In terms of metrics, Science Africa has trained over 30 newsrooms across the three countries on solutions journalism. This has benefited more than 400 journalists, not to mention hundreds of other journalists who have benefited from Science Africa’s mentorship and internship programs since 2017 when it first partnered with SJN to introduce SoJo on the region.

To make solutions journalism more sustainable, Science Africa has partnered with five public universities in Kenya (Maseno University, Kibabii University and Rongo University); Uganda (Makerere) and Rwanda (The University of Rwanda) to introduce SoJo into their journalism curricula.

Consequently, 29 journalism lecturers drawn from five public universities have been trained by Science Africa as SoJo educators in collaboration with SJN SoJo Educator program.

Science Africa and Nigeria Health Watch teams during the IJF panel in Perugia, Italy

Mr. Chibuike’s presentation observed that the growth of SoJo in Nigeria is organic, resulting in a network effect. Many newsrooms are showing interest and the ones they have worked with are taking ownership to help spread the practice of SoJo.

Like Science Africa, Nigeria Health Watch is also training the next generation of journalists/ storytellers. They are going into schools to train educators and journalism students on SoJo. As a result, others are reaching out to them for the training.

Across Nigeria, they have trained over 1000 people on the practice of SoJo and produced over 250 stories.

To summarize the discussions, Mr. Otunge outlined eight key points about SoJo. He said that SoJo is changing journalism model  and stories focus to who did or is doing what, where, how and with what effect instead of who said what where and with what effect.

He noted that  SoJo stories are positively changing behavior of audiences and leads to action instead of merely informing them about problems. Also, that SoJo stories creates hope and confidence (the I-can-do-it-effect) rather than fear and helplessness among audiences which leads to paralysis and dependency syndrome.

Mr. Otunge said SoJo leads to policy change, implementation or revision and behavior change among policy makers and technocrats.

He added in his summary that SoJo completes the story thereby making journalism a true reflection of a society/community because it goes beyond finger pointing and shouting fire to include effective responses to societal challenges and the limitations of those solutions.

Mr Otunge during the panel discussions

Mr. Otunge noted that leading media outlets like BBC, CNN and Aljazeera have all adopted the SoJo approach in their report about issues in Africa, such as what the people are doing to mitigate climate change, energy crisis, food insecurity and health challenges.

The 2023 IJF attracted hundreds of participants from all the four corners of the world.
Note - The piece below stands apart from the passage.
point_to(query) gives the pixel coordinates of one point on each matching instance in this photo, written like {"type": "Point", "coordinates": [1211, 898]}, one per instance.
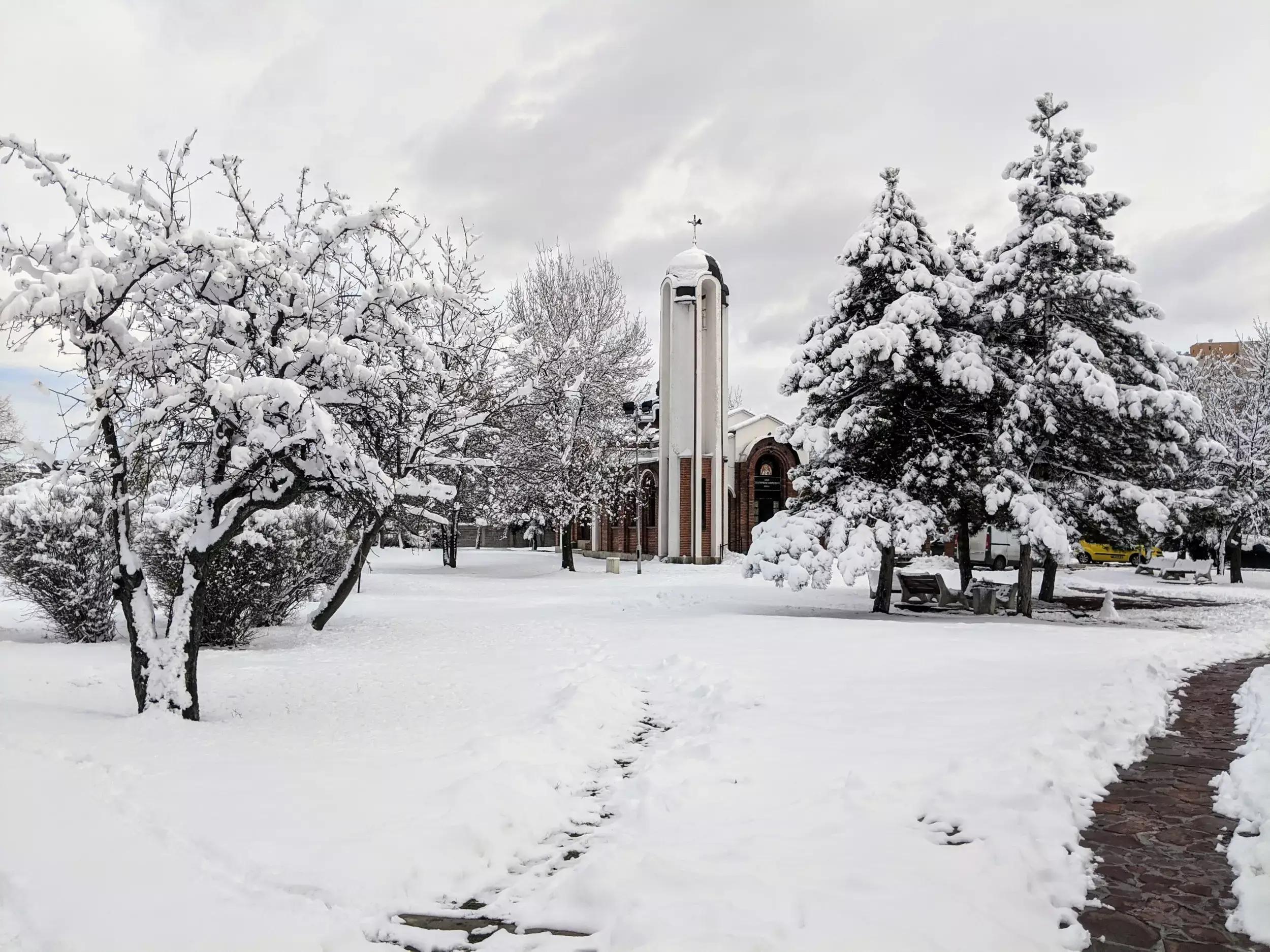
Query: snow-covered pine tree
{"type": "Point", "coordinates": [887, 375]}
{"type": "Point", "coordinates": [1095, 410]}
{"type": "Point", "coordinates": [967, 508]}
It covered a wide array of topics ranging from climate change reporting, data journalism, artificial intelligence, legal protection for journalists and gender, diversity, equity and inclusion to  media funding, investigative journalism, whistle blowing, journalist safety and wellbeing, disinformation, collaborative journalism among others.
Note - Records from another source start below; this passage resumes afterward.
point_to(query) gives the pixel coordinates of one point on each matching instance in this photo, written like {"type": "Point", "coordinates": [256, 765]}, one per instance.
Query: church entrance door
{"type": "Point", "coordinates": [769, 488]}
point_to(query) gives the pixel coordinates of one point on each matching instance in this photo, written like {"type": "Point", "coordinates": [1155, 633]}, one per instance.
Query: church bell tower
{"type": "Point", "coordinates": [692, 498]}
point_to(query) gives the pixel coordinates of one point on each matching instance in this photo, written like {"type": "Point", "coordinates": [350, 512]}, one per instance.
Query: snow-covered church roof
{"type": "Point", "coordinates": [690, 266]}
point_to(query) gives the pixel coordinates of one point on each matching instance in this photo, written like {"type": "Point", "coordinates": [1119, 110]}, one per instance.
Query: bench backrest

The Africa SoJo Newsrooms capacity building project implemented by Science Africa (East Africa) and Nigeria Health Watch (Nigeria) with support from SJN has so far trained over 60 newsrooms in SoJo leading to production and publishing of hundreds of SoJo-based stories on development issues, including climate change, health, Covid-19, the environment, food & nutrition, and biodiversity since 2020. Some of the stories can be accessed through the SJN SoJo tracker.